Firm favourites were the works of Peter Cook and Dudley Moore. These two were hilarious and brilliant wordsmiths. More importantly, especially in their incarnation as Derek and Clive, they were absolutely filthy.
One particular sketch that was recited ad nauseam was The Worst Job I Ever Had. This featured 1950s film star Jayne Mansfield, a lovely woman, according to Derek and Clive, but one who suffered from an unpleasant and highly unusual intolerance to seafood.
The worst job I ever had was sub-editing the Software User's Yearbook Products Volume 1998. There was precious little wordsmithery within its 1,200 pages, and an almost criminal lack of filth or humour of any kind.
This was the golden age of software, when programming was the new rock 'n' roll, having just snatched that accolade from stand-up comedy. Every man, woman and child was seemingly churning the stuff out from backrooms, garages and sheds across the land. A short time later, of course, most would be brutally culled by the dotcom crash, with the remaining few hoovered up by Microsoft and Oracle, but that's another story.
A directory featuring 40,000 must-have software products with glowing descriptions written by their authors or hired hands, the Software User's Yearbook Products Volume 1998 was rendered almost completely unintelligible by the blurb writers' insistence on squeezing every single buzzword going into their allotted 100 words.
At many points during the long and terrible subbing process I felt my sanity ebbing away under the weight of all this blather. What kept me from going under completely were the occasional (usually unintended) points of hilarity.
Don't have a cow
For example, I did enjoy reading about a "powerful non-bovine stock management solution", which I'm sure, given its billing, stood head and muscular shoulders above a field bristling with non-bovine stock management solutions.
In 1998 "powerful" and "solution" were two words that had to be included, no matter what. Miss out the "powerful" and readers would surely conclude that your software was feeble. Omit "solution" and they might think they didn't have a problem after all. And where's the use in that?

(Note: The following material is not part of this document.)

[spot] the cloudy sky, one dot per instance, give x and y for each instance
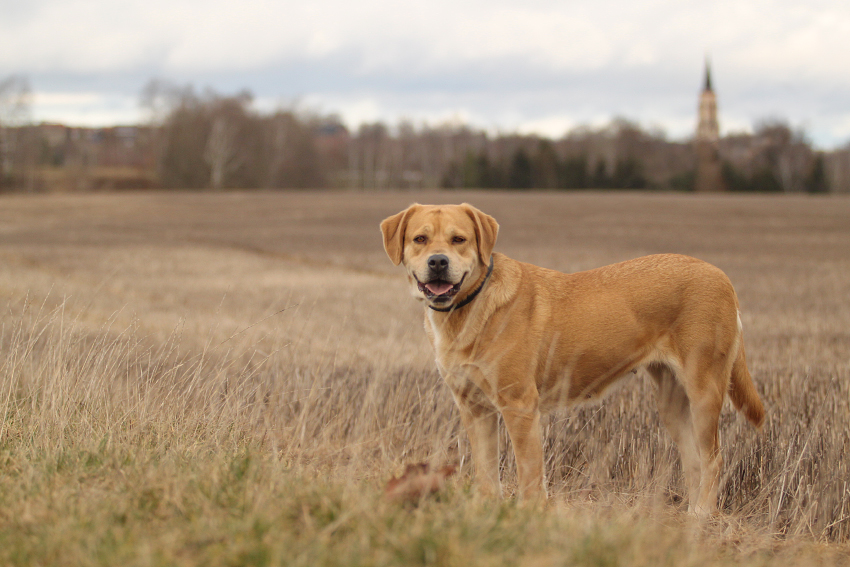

The trouble is, once all of the superlatives had been shoehorned in, there was no room to say what the software actually did – which is, of course, to miss the point. Marketing is all about emotions and nothing about answers. You're supposed to think "Damn! That non-bovine stock management solution makes me feel GOOD!" first, and "I wonder what it does?" a distant second.
This might work for washing powder or cars, but does it really work for software?